Inwardly Chrissie reeled as though he had struck her because that admission, that very dismissive terminology, was a body blow beyond her comprehension. ‘I don’t understand how you can say that it would have been pointless. How much time passed after the accident before you were fit to travel?’ she demanded, folding her arms defensively as if she could hold in the emotions still churning inside her. His self-command, his granite-hard hold on control maddened her.

‘It took well over a year for me even to get back on my feet again.’ His lean dark features were taut and pale with the strain of being forced to recall that traumatic period of his life. ‘My spine was damaged. It took further surgery and weeks of recovery before my doctors were able to estimate whether or not I could hope to walk again.’

In point of fact at a time when his whole world seemed to have fallen apart and he was confined to a hospital bed unable to move and requiring help for every little thing, Jaul had felt quite ridiculously unsurprised by the announcement that his new bride had run out on him as well. In truth he had been seriously depressed back then and traumatised by survivor’s guilt because military friends and bodyguards he had known since childhood had died instantaneously in the same accident.

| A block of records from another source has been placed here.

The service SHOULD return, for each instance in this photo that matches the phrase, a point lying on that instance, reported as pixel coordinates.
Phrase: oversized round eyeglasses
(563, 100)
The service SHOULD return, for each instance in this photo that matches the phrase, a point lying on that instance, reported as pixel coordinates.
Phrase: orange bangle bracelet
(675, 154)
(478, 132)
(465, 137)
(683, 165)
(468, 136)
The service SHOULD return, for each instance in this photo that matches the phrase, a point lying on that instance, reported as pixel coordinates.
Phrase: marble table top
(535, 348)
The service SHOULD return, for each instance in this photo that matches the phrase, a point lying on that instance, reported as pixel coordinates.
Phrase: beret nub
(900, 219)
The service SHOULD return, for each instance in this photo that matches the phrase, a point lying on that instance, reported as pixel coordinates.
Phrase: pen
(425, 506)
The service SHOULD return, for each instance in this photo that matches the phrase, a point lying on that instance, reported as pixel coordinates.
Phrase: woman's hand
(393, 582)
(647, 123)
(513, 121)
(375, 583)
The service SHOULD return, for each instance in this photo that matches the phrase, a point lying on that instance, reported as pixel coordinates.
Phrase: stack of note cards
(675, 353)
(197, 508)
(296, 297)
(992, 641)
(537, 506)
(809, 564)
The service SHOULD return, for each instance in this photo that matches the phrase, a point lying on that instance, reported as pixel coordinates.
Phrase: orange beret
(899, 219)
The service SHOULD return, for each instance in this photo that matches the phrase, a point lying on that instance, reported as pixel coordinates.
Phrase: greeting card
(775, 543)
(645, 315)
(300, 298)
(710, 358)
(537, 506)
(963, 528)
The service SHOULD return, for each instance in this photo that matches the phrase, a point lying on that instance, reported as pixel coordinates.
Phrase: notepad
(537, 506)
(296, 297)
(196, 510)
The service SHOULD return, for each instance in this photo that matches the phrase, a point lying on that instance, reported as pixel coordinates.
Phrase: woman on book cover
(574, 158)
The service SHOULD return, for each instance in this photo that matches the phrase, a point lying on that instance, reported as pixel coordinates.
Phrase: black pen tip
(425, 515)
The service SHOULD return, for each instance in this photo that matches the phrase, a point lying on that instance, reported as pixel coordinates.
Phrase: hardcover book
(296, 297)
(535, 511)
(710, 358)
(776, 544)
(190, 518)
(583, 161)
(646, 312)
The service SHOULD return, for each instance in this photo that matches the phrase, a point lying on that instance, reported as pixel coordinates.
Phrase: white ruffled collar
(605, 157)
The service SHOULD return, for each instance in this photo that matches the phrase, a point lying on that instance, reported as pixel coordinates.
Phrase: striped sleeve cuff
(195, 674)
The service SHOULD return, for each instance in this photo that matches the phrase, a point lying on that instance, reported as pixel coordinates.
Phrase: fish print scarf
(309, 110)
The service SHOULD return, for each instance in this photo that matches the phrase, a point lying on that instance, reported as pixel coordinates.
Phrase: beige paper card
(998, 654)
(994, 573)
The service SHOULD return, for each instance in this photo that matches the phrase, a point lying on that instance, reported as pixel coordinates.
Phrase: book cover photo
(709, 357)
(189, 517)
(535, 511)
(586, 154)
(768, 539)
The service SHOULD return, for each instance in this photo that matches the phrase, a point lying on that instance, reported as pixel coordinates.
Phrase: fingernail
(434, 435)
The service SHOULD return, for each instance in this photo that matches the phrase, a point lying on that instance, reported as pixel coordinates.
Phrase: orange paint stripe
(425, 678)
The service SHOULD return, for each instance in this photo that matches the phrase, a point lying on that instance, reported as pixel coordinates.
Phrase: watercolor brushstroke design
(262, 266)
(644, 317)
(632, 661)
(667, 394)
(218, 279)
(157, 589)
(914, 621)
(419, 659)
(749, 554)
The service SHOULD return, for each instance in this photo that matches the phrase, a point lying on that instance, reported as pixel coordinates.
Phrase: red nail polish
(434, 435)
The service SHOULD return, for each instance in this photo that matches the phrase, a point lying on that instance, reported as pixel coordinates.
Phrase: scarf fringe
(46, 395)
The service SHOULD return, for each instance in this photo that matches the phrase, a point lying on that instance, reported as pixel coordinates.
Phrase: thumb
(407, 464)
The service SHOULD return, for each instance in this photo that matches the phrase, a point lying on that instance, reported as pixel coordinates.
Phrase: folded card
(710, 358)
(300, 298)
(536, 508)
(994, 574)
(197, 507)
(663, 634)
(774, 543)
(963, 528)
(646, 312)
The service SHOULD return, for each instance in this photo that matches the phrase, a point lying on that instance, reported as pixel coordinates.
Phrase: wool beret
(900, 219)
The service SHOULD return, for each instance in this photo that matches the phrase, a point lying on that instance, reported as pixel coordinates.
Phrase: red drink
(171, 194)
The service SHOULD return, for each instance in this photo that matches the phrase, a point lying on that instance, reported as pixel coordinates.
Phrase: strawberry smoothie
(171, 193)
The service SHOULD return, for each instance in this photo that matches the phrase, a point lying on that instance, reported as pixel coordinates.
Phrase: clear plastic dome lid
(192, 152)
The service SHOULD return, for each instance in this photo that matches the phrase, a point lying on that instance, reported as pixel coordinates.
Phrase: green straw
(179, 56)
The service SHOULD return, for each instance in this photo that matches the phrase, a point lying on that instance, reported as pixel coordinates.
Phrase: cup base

In addition to his deeply troubled state of mind and his belief that his father had bought Chrissie’s loyalty off, he had been painfully aware that he and Chrissie had parted on very bad terms in Oxford. She’d been angry with him for leaving her behind. In so many ways back then Chrissie had been an idealistic dreamer and, while he had loved those traits so very different from his own, he had also seen them as a potential weakness should life ever become tough. What could be tougher for a youthful bride than a husband suddenly sentenced to a wheelchair? Ultimately, his conviction that their marriage was invalid as his father had asserted had played the biggest role in his lack of action. After all, if Chrissie wasn’t even his wife what possible claim could he have on her?